На улице пахло рыбными пирогами. Правда, мать говорила, до довоенных пирогов этим — из серой, ручного помола, вперемешку с картошкой, муки — было далеко. Да для Тайки главное было — рыба. А рыбы той (про желтых жирных карасей и говорить пустое) в зауральских озерах хватало! Вот и плыл по улицам этот запах рыбы — жареной, вареной и печеной, — слышались песни, играли гармошки. Народ гулял. И было гулянье то людям, как обновка бедной вдове. И радостно, и горько. Что за праздник, что за обновка, что за гульба без мужа, без брата, без отца? Да кто на гармошке-то наяривает? Школьная техничка Матрена Небогатова — вдова, потерявшая на фронте сына мать! Может, из последнего испекла этот пирог с рипусом. Ишь зазывает к столу, говорит, не побрезгуйте угощением, спойте со мной частушку под мою гармошку. Мне, мол, легче станет.
Эх, топну я, топну я, топну ногой!
Поведу по воздуху да белой рукой.
С крутого пригорка платочком махну.
Горькою песней в сердце плесну.
— Эх, тетка Матрена! Опять напилася! — пожалела Тайка техничку, пробегая мимо ее крылечка. Вспомнила, как честила ее «шпионкой», запоздало устыдилась.
Вот и ограда. Воротца притворены, значит, никого дома. Отец с матерью, должно, ушли к родне в Пеньковку. Замирая, вошла Тайка в избу. На лавке в переднем углу стояла икона, перед иконой мигала лампада.
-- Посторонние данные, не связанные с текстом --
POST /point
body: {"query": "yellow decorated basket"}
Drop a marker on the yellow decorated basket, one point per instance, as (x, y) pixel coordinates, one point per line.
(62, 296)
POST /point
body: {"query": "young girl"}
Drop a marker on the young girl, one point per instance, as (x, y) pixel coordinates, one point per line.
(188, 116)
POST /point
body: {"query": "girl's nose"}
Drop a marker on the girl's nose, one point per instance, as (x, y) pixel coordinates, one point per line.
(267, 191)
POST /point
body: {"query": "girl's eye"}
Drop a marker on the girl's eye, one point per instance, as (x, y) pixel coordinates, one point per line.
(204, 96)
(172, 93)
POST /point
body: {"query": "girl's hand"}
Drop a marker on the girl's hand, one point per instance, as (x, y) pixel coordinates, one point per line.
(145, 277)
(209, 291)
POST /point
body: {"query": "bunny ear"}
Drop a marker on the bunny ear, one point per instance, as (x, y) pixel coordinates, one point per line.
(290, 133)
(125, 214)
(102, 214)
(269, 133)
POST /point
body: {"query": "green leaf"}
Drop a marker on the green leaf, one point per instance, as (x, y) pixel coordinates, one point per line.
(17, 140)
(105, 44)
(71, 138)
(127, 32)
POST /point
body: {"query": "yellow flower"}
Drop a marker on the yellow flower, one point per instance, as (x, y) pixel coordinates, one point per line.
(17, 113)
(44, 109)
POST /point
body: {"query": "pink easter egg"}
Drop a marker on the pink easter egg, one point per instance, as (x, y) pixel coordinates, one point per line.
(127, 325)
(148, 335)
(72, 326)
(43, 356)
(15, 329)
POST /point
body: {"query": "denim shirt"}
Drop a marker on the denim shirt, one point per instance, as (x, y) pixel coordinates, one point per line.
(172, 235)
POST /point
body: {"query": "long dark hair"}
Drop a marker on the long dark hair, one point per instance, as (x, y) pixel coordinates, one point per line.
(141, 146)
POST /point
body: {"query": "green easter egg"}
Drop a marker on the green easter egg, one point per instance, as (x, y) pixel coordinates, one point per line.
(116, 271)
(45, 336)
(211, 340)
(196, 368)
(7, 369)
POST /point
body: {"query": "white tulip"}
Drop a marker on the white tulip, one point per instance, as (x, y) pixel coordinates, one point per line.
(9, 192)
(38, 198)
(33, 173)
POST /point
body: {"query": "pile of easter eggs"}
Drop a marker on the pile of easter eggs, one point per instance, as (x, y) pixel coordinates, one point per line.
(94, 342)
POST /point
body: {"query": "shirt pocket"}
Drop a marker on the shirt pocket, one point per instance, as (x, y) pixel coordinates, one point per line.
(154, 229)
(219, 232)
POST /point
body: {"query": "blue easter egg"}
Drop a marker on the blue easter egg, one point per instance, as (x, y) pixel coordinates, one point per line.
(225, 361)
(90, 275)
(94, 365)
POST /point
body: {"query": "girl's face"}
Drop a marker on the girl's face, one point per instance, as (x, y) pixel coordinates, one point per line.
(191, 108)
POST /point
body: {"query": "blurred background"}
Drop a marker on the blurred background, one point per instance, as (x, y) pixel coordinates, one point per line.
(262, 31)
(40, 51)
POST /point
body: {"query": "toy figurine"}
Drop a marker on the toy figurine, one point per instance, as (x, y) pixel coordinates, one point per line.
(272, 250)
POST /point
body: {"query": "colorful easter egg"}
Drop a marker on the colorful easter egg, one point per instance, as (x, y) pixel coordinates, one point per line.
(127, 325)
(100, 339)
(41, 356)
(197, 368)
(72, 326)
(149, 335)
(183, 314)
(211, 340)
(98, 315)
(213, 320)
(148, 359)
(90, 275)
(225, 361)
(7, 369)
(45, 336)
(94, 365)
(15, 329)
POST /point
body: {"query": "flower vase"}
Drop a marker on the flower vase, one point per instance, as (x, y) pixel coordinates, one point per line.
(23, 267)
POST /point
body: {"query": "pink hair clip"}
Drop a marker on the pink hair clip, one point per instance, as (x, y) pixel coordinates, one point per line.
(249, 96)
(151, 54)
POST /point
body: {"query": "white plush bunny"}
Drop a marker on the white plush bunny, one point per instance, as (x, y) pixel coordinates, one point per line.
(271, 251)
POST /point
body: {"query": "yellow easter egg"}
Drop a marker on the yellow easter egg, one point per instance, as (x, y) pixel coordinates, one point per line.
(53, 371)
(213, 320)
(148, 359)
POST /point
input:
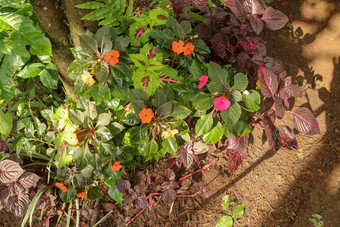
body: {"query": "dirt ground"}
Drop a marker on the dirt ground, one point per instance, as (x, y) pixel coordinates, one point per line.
(283, 188)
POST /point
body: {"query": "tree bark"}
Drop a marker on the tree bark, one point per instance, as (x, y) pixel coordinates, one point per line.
(52, 21)
(76, 24)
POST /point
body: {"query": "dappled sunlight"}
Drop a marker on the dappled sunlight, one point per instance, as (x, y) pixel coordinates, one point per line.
(316, 9)
(333, 181)
(307, 27)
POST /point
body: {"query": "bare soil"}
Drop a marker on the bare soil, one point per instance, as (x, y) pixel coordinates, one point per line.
(286, 187)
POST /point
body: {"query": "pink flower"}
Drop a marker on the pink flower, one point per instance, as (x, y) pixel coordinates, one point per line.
(221, 103)
(203, 80)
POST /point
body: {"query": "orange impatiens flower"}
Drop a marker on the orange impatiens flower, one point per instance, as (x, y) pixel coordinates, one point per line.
(116, 166)
(146, 115)
(61, 186)
(82, 195)
(112, 57)
(87, 79)
(178, 47)
(188, 48)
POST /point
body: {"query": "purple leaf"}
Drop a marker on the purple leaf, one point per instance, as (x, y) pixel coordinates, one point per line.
(9, 171)
(220, 43)
(141, 202)
(287, 137)
(268, 81)
(279, 107)
(290, 91)
(274, 19)
(238, 143)
(169, 196)
(200, 147)
(237, 8)
(272, 134)
(244, 61)
(249, 44)
(234, 160)
(283, 75)
(200, 4)
(204, 31)
(253, 6)
(17, 204)
(305, 122)
(123, 185)
(170, 174)
(256, 23)
(185, 155)
(28, 180)
(275, 65)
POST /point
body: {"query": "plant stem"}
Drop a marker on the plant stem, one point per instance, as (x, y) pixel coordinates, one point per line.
(199, 170)
(78, 213)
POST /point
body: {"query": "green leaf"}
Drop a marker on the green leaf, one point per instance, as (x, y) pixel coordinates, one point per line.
(131, 119)
(87, 171)
(170, 145)
(164, 109)
(240, 82)
(94, 193)
(88, 44)
(238, 211)
(232, 114)
(82, 156)
(9, 65)
(204, 124)
(225, 221)
(214, 87)
(149, 149)
(99, 91)
(76, 116)
(121, 43)
(69, 195)
(115, 194)
(103, 119)
(90, 5)
(202, 101)
(104, 133)
(180, 112)
(6, 124)
(176, 28)
(163, 95)
(49, 78)
(252, 100)
(236, 96)
(195, 70)
(40, 45)
(218, 75)
(201, 47)
(241, 128)
(31, 70)
(214, 135)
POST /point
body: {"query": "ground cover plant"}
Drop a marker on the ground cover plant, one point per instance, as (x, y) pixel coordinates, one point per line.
(86, 108)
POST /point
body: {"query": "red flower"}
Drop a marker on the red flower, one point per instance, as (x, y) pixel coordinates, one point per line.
(203, 80)
(116, 166)
(221, 103)
(146, 115)
(82, 195)
(112, 57)
(61, 186)
(178, 47)
(189, 48)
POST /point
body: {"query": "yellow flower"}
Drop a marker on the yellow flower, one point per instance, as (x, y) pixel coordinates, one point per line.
(169, 133)
(257, 85)
(87, 78)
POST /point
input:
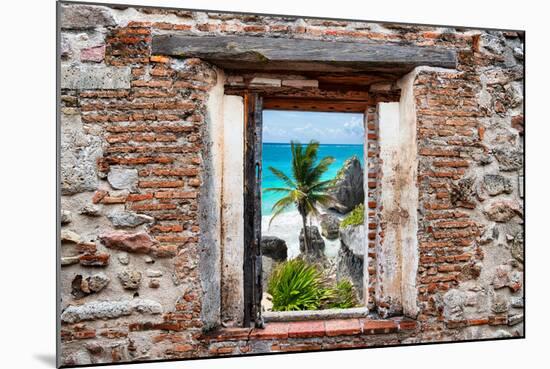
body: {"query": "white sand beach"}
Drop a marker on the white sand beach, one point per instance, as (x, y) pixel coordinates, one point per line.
(288, 225)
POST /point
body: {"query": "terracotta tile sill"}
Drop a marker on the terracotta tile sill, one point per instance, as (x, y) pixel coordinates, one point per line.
(315, 328)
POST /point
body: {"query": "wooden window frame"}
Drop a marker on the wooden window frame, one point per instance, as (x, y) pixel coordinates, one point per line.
(254, 104)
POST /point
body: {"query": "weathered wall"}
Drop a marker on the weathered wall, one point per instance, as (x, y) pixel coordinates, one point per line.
(141, 224)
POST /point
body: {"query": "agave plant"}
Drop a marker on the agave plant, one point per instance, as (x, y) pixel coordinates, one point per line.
(304, 189)
(342, 296)
(297, 285)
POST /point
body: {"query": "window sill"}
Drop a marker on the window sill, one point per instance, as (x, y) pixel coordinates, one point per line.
(299, 316)
(315, 328)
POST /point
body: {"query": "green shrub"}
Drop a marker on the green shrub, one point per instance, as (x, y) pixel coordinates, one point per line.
(297, 285)
(355, 217)
(342, 296)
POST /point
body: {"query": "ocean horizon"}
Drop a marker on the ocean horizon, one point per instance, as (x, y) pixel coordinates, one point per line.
(278, 155)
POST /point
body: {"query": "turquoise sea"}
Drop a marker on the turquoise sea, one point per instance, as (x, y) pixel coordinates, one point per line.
(278, 155)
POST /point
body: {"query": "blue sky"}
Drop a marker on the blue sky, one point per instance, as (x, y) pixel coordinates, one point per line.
(328, 128)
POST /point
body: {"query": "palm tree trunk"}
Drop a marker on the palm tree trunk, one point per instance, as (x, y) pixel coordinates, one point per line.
(306, 235)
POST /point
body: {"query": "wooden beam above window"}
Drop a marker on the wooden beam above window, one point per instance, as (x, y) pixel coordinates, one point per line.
(325, 105)
(264, 53)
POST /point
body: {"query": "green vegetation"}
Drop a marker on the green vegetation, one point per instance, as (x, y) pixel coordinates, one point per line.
(296, 285)
(342, 296)
(305, 190)
(299, 285)
(355, 217)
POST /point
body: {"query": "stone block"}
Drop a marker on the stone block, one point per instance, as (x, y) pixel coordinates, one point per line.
(85, 17)
(92, 77)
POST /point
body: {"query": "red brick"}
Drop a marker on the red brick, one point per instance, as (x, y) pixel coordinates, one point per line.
(176, 194)
(160, 184)
(407, 325)
(271, 331)
(379, 326)
(342, 327)
(314, 328)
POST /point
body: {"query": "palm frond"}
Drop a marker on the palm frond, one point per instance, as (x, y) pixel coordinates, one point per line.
(278, 189)
(280, 206)
(283, 177)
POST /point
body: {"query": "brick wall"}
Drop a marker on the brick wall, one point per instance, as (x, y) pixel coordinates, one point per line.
(135, 156)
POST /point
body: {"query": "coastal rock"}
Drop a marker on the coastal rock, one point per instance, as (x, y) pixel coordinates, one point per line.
(348, 190)
(330, 226)
(351, 255)
(495, 184)
(274, 247)
(317, 244)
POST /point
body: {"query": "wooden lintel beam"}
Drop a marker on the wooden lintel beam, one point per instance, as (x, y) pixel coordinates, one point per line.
(264, 53)
(324, 105)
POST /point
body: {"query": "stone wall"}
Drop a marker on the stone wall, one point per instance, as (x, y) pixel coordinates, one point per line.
(140, 242)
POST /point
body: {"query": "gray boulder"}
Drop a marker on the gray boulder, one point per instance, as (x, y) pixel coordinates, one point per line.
(348, 190)
(351, 255)
(274, 248)
(317, 244)
(330, 226)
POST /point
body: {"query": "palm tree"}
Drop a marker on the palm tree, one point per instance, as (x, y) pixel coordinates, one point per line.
(305, 190)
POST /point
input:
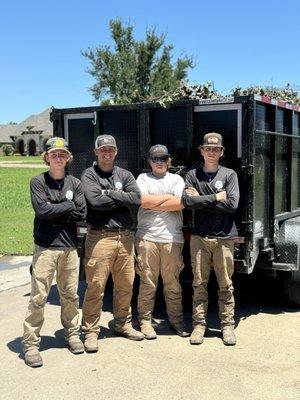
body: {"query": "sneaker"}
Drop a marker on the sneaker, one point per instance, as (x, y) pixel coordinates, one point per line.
(75, 345)
(180, 329)
(197, 336)
(229, 338)
(148, 331)
(33, 358)
(91, 343)
(130, 333)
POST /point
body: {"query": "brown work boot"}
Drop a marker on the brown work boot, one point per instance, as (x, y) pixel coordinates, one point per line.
(75, 345)
(129, 332)
(180, 329)
(33, 358)
(197, 336)
(229, 338)
(91, 343)
(148, 331)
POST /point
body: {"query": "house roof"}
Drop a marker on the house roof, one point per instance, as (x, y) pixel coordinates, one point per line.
(40, 122)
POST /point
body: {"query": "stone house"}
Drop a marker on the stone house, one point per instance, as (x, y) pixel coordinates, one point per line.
(28, 137)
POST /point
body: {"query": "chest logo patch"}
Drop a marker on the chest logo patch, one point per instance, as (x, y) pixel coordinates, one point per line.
(118, 185)
(69, 195)
(219, 185)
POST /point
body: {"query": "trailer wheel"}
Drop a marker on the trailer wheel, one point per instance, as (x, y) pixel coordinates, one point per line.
(291, 285)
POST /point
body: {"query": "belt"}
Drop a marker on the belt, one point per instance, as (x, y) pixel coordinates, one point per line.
(94, 228)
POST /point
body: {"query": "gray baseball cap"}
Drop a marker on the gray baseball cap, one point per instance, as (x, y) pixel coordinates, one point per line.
(105, 140)
(212, 139)
(158, 150)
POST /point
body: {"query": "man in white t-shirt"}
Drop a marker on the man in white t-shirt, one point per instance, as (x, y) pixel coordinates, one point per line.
(159, 241)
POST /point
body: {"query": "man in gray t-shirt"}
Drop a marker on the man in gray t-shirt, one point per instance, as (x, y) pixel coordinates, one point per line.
(159, 241)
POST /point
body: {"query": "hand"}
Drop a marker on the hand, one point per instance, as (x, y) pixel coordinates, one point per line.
(191, 191)
(221, 196)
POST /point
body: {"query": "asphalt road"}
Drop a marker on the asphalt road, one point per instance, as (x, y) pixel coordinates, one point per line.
(263, 365)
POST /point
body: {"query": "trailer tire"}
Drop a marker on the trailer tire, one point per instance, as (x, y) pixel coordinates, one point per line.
(291, 285)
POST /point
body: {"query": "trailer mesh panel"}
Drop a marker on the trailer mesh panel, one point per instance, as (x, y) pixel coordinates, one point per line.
(172, 128)
(123, 125)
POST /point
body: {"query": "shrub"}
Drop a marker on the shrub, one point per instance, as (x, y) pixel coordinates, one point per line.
(7, 149)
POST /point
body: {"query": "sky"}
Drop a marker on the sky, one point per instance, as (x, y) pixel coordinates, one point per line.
(234, 43)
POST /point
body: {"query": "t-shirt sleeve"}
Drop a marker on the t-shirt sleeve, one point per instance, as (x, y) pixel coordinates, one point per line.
(142, 184)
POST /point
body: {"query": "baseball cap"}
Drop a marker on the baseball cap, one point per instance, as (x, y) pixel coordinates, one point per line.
(158, 150)
(105, 140)
(212, 139)
(56, 143)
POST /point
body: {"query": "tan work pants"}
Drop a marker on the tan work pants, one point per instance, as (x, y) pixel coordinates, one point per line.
(203, 250)
(107, 252)
(154, 259)
(44, 265)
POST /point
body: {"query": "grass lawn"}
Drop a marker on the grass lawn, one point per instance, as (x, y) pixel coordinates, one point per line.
(23, 160)
(16, 214)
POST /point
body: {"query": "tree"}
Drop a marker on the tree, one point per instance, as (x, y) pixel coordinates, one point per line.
(134, 71)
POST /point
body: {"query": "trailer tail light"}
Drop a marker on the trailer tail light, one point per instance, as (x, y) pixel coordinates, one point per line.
(81, 230)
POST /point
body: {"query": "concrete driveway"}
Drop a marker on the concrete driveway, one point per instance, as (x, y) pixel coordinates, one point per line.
(263, 365)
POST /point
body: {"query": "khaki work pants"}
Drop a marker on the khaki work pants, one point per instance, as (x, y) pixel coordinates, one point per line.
(107, 252)
(203, 250)
(44, 265)
(155, 259)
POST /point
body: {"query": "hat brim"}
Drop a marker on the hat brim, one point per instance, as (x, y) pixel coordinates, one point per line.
(159, 155)
(106, 145)
(211, 145)
(58, 148)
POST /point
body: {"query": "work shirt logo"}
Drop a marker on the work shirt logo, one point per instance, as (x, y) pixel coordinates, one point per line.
(118, 186)
(219, 185)
(69, 195)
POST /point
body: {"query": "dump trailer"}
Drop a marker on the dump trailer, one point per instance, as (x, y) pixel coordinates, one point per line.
(262, 144)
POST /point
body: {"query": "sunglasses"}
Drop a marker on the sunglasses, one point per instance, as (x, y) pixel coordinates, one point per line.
(58, 155)
(212, 149)
(158, 159)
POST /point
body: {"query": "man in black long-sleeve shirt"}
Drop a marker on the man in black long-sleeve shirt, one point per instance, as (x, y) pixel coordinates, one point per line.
(58, 202)
(213, 192)
(110, 191)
Бабушка стояла на коленях и кланялась, кланялась до самого полу. Крупные слезы бежали по морщинам, как по знакомым тропинкам. Давно уже отец велел бабушке выбросить иконы. Но она таки спрятала одну маленькую — богородицы — и доставала ее по престольным праздникам. Только ведь сегодня не святки, не троица.
— Баба! Ты чего? — вся замирая, подошла Тайка к бабушке.
— Ой, Тайка-Тайка, скончалася Евгения-то Ивановна, вечная ей память, вечный покой… — Бабушка тяжело осела на пол и заголосила: — Скончалася наша голубушка, золотистая-а!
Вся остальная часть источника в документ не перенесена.